Report on Sheveluch (Russia) — 23 May-29 May 2012
Smithsonian / US Geological Survey Weekly Volcanic Activity Report,
23 May-29 May 2012
Managing Editor: Sally Kuhn Sennert
Please cite this report as:
Global Volcanism Program, 2012. Report on Sheveluch (Russia). In: Sennert, S K (ed.), Weekly Volcanic Activity Report, 23 May-29 May 2012. Smithsonian Institution and US Geological Survey.
56.653°N, 161.36°E; summit elev. 3283 m
All times are local (unless otherwise noted)
KVERT reported that during 18-25 May explosive activity at Shiveluch continued and a thermal anomaly was observed daily in satellite imagery. Ground-based observers and satellite imagery indicated that a viscous lava flow continued to effuse in the active crater, and was accompanied by fumarolic activity and lava-dome incandescence. On 19 May seismic data indicated that possible ash plumes rose to an altitude of 9.5 km (31,200 ft) a.s.l. On 20 May observers noted ash plumes rising to altitudes of 8-9 km (26,200-29,500 ft) a.s.l.; satellite images showed ash plumes drifting 410 km SW. The Aviation Color Code remained at Orange.

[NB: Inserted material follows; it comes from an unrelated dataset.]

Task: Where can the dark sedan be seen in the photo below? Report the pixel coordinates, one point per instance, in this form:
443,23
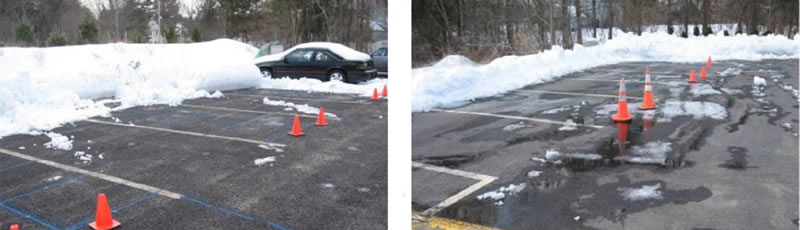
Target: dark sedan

Based on information from KVERT and KEMSD, and analyses of satellite images, the Tokyo VAAC reported that during 26-29 May ash plumes from eruptions and possible eruptions rose to altitudes of 7-9.1 km (23,000-30,000 ft) a.s.l. and drifted SE, W, and SW.
Geological Summary. The high, isolated massif of Sheveluch volcano (also spelled Shiveluch) rises above the lowlands NNE of the Kliuchevskaya volcano group. The 1300 km3 volcano is one of Kamchatka's largest and most active volcanic structures. The summit of roughly 65,000-year-old Stary Shiveluch is truncated by a broad 9-km-wide late-Pleistocene caldera breached to the south. Many lava domes dot its outer flanks. The Molodoy Shiveluch lava dome complex was constructed during the Holocene within the large horseshoe-shaped caldera; Holocene lava dome extrusion also took place on the flanks of Stary Shiveluch. At least 60 large eruptions have occurred during the Holocene, making it the most vigorous andesitic volcano of the Kuril-Kamchatka arc. Widespread tephra layers from these eruptions have provided valuable time markers for dating volcanic events in Kamchatka. Frequent collapses of dome complexes, most recently in 1964, have produced debris avalanches whose deposits cover much of the floor of the breached caldera.